A loja, que conta com apenas duas mesas, atrai muitos fregueses para comer de pé, perto dos balcões frios, que guardam itens como homus, babaganuche, coalhada seca, quibe cru, charuto de repolho, salada marroquina e arroz com lentilha (R$ 16, cada pote de 250g, em média). Além disso, há nada menos que cinco petiscos à base de berinjela: com castanha e passas; fatiada ao alho e óleo; picada e curtida em vinho; picada com azeitona e pimentões; e em tiras com pimentões e azeitonas, sem vinagre.

TRADIÇÃO Tudo gira em torno da figura da palestina Hana Ahmad Khaouli na pequena loja Coisas d’Hana, que comanda no Mercado Central, no Centro. Ela veio para o Brasil em 1976, durante a guerra civil libanesa, lembra: “Chegamos a São Paulo e, como aqui na cidade tem muita gente do Sul do Líbano, viemos para cá”. É um dos redutos árabes mais tradicionais da capital mineira, com grande variedade de produtos típicos à venda e, no fundo, pequenos balcões com comidas frias e quentes.

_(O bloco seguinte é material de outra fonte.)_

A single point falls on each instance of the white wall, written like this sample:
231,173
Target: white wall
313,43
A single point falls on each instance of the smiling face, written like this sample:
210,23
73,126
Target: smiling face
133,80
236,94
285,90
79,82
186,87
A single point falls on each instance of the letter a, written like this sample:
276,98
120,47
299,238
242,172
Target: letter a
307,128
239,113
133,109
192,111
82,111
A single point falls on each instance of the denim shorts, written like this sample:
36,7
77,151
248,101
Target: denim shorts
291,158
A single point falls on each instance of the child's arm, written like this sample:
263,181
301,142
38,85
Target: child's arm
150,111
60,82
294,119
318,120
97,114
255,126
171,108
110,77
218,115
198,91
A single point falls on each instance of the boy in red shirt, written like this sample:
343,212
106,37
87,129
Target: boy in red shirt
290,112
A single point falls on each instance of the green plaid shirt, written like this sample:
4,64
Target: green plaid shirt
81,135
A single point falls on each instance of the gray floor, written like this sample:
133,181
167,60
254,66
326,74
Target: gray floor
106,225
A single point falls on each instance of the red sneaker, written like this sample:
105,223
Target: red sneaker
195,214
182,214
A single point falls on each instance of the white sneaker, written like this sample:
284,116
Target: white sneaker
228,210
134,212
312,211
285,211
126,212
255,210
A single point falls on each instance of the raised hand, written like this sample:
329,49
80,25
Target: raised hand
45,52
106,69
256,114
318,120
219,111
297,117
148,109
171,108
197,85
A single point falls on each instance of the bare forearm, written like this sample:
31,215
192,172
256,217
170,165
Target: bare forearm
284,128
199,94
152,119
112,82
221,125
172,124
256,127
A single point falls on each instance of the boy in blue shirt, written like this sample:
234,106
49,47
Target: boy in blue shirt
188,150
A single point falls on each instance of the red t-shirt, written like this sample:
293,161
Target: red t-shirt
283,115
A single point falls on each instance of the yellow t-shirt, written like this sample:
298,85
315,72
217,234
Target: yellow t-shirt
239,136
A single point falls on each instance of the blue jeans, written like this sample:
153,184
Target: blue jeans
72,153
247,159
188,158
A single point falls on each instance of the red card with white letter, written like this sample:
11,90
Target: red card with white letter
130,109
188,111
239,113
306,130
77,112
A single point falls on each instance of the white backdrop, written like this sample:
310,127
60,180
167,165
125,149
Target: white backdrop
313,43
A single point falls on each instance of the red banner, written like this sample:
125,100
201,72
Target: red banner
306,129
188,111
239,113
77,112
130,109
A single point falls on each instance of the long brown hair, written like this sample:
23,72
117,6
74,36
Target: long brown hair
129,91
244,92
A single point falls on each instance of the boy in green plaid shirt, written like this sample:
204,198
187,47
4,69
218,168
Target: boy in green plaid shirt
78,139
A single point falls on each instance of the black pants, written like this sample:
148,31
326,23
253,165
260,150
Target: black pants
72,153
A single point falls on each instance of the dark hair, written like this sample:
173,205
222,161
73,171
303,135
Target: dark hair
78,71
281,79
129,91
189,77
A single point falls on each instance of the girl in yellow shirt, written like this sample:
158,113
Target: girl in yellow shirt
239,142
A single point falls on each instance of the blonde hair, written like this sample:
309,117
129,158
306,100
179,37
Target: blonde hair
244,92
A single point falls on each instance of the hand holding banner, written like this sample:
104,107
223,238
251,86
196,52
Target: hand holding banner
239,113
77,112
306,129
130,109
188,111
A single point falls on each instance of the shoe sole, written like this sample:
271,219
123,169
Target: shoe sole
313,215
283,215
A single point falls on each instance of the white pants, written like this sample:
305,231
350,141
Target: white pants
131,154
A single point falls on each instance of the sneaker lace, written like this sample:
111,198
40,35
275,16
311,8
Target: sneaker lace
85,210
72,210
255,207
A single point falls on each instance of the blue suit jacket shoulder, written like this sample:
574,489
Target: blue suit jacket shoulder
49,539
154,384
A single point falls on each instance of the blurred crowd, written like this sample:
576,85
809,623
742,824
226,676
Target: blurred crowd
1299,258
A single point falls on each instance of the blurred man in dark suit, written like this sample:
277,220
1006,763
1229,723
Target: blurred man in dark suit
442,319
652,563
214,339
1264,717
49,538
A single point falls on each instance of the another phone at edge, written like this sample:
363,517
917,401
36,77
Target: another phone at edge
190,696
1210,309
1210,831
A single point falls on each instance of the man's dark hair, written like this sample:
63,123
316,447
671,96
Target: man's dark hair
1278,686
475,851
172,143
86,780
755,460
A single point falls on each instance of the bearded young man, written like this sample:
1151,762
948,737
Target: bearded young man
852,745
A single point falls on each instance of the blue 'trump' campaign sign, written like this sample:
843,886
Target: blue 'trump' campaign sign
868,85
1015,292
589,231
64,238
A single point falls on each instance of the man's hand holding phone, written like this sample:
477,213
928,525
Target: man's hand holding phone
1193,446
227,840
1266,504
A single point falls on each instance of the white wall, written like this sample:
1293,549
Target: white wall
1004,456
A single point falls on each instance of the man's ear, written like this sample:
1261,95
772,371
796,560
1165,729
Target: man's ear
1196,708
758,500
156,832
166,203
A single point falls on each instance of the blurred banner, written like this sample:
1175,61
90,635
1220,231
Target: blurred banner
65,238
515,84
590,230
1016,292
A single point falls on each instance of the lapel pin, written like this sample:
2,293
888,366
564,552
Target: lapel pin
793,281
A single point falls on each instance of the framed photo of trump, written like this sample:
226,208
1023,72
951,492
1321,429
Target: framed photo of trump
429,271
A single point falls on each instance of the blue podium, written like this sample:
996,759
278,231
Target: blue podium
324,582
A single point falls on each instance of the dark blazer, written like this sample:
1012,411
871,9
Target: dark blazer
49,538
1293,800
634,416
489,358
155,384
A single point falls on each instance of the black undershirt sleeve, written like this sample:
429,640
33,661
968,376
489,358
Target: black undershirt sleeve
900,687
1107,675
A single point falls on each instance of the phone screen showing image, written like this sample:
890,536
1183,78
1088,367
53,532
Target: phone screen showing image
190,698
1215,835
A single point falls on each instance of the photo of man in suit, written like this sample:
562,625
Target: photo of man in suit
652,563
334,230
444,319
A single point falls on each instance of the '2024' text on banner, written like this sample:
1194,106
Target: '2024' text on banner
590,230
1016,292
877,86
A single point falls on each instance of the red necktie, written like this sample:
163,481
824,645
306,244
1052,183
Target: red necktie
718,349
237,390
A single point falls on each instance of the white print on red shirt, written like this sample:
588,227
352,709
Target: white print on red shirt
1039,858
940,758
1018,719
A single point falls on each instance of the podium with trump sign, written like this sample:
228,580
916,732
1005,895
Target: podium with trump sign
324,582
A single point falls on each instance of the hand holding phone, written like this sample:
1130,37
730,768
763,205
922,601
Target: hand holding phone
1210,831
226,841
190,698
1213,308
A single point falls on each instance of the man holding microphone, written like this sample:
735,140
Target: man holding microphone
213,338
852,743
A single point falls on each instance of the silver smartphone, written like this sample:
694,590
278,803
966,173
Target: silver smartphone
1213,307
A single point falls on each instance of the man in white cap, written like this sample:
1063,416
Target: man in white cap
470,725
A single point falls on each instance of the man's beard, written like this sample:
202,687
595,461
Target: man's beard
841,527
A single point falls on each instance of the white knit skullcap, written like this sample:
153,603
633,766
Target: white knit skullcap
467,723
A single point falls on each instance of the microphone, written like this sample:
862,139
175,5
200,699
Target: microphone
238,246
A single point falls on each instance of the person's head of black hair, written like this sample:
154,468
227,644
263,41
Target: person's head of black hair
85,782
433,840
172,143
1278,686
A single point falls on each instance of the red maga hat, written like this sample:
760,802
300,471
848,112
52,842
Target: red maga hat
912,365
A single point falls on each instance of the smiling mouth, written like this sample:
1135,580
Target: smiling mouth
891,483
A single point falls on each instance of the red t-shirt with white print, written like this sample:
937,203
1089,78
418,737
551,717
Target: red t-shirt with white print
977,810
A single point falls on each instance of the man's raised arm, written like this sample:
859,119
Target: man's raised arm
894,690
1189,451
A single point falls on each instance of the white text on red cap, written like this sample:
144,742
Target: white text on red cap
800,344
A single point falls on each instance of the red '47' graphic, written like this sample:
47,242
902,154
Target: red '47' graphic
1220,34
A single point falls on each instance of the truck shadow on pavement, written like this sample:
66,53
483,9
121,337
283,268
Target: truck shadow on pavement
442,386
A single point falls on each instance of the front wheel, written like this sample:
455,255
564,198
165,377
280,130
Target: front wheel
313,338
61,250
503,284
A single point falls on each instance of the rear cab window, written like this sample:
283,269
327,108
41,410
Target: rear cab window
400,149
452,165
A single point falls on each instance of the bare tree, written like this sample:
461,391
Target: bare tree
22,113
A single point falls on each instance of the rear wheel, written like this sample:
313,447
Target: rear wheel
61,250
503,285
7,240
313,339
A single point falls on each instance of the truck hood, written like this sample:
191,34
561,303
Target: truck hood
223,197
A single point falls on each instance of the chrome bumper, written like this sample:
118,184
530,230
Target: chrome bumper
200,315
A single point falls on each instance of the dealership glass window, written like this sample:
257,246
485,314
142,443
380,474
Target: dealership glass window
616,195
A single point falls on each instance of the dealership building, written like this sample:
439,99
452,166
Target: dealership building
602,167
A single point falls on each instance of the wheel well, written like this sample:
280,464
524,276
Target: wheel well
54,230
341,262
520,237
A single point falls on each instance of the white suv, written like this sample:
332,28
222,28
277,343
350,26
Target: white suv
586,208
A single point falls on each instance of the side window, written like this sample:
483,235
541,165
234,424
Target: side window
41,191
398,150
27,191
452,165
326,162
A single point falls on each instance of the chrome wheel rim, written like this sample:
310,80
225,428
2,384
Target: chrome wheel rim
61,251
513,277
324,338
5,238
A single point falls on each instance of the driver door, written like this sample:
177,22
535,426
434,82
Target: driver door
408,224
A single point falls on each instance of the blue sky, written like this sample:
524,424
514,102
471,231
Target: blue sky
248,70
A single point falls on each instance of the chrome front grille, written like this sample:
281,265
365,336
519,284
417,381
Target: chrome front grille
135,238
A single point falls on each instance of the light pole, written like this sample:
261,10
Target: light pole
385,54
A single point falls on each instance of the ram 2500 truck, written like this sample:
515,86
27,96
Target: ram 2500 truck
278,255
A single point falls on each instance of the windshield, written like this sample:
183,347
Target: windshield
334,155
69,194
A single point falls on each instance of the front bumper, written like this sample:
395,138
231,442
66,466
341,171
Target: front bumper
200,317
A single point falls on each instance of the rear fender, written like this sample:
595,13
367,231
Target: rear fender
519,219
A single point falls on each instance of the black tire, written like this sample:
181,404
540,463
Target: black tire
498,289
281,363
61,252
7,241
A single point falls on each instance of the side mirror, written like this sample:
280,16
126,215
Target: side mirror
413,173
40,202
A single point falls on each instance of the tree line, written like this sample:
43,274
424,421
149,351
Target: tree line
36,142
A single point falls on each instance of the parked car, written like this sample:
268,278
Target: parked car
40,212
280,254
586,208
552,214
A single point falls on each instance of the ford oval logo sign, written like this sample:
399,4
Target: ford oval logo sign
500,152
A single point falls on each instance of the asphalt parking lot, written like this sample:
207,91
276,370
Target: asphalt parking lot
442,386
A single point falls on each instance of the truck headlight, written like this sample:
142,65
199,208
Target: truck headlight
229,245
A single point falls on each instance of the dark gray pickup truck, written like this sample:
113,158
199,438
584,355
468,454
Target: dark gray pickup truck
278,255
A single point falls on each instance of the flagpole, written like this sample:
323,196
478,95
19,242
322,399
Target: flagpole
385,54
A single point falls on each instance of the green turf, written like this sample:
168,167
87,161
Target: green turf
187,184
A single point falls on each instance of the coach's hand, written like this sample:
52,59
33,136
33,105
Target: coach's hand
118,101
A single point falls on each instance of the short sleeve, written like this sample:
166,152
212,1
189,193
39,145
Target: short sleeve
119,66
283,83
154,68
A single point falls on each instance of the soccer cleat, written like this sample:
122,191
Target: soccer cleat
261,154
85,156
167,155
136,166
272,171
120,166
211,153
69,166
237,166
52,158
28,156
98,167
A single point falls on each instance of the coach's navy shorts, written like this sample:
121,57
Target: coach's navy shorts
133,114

O quibe é o primeiro a sair, por volta das 7h ou 8h. “A massa dele é sequinha e todo mundo acha que é assado. Mas é frito mesmo”, conta Hana. Para os vegetarianos, ela abre mão da tradição e prepara versão recheada com queijo canastra e azeitona. A partir das 10h, o freguês também encontra por lá esfirras (de carne, espinafre ou apenas zaatar). Cada unidade custa R$ 6.

Na sobreloja, são preparadas as pastas, tabule, coalhada seca e patês (R$ 65, quilo). Já pães, esfirras e doces são produzidos numa cozinha fora do mercado. Por falar em doces, Hana afirma que o maquinário para produzi-los foi trocado por outro mais moderno, permitindo que a massa folhada e o fio de semolina fiquem mais finos. As geleias de damasco e de rosas são novidade e a casa segue trabalhando com série de guloseimas importadas, como o clássico halawa, à base de tahine (pasta de gergelim).

PASSEIO Distante (mas não muito) da agitação de BH, o restaurante Casa de Abrahão é daqueles que atraem também pelo passeio. Os 65 lugares ficam numa casa agradável, em meio a muito verde, no povoado de Palhano, próximo ao condomínio Retiro do Chalé, a pouco mais de 40 quilômetros do Centro da capital mineira. O proprietário é o neto de sírios Antônio Abrahão, que faz questão de assar ele mesmo um pão típico, o markuk, diante do salão.

“A receita é da minha família. Ele é fino, com espessura entre o pão folha e o pão boina, polvilhado com azeite e zaatar. Asso em forno elétrico na hora em que o pedido é feito”, conta Abrahão. A unidade sai por R$ 13,50 e é ideal para acompanhar as pastas da casa, levadas à mesa para que o freguês escolha as que quiser, incluindo pedidas como babaganuche, homus e coalhada seca. As entradas do restaurante custam entre R$ 9 e R$ 23 (unidade), e as cervejas partem de R$ 7 (long neck).

Outra peculiaridade da casa é o fato de o cardápio listar receitas não apenas da Síria ou do Líbano. “Essa cozinha pode ser muito mais ampla. A parte tradicional é muito importante para o público, que espera pratos como quibe e arroz com lentilha, mas oferecemos pratos que fogem a essa tradição, incluindo opções marroquinas, turcas e, ocasionalmente, judaicas”, diz ele. Sai do lugar comum, por exemplo, a berinjela recheada com cuscuz marroquino e iogurte. vVinhos a partir de R$ 49, cerca de 60 rótulos.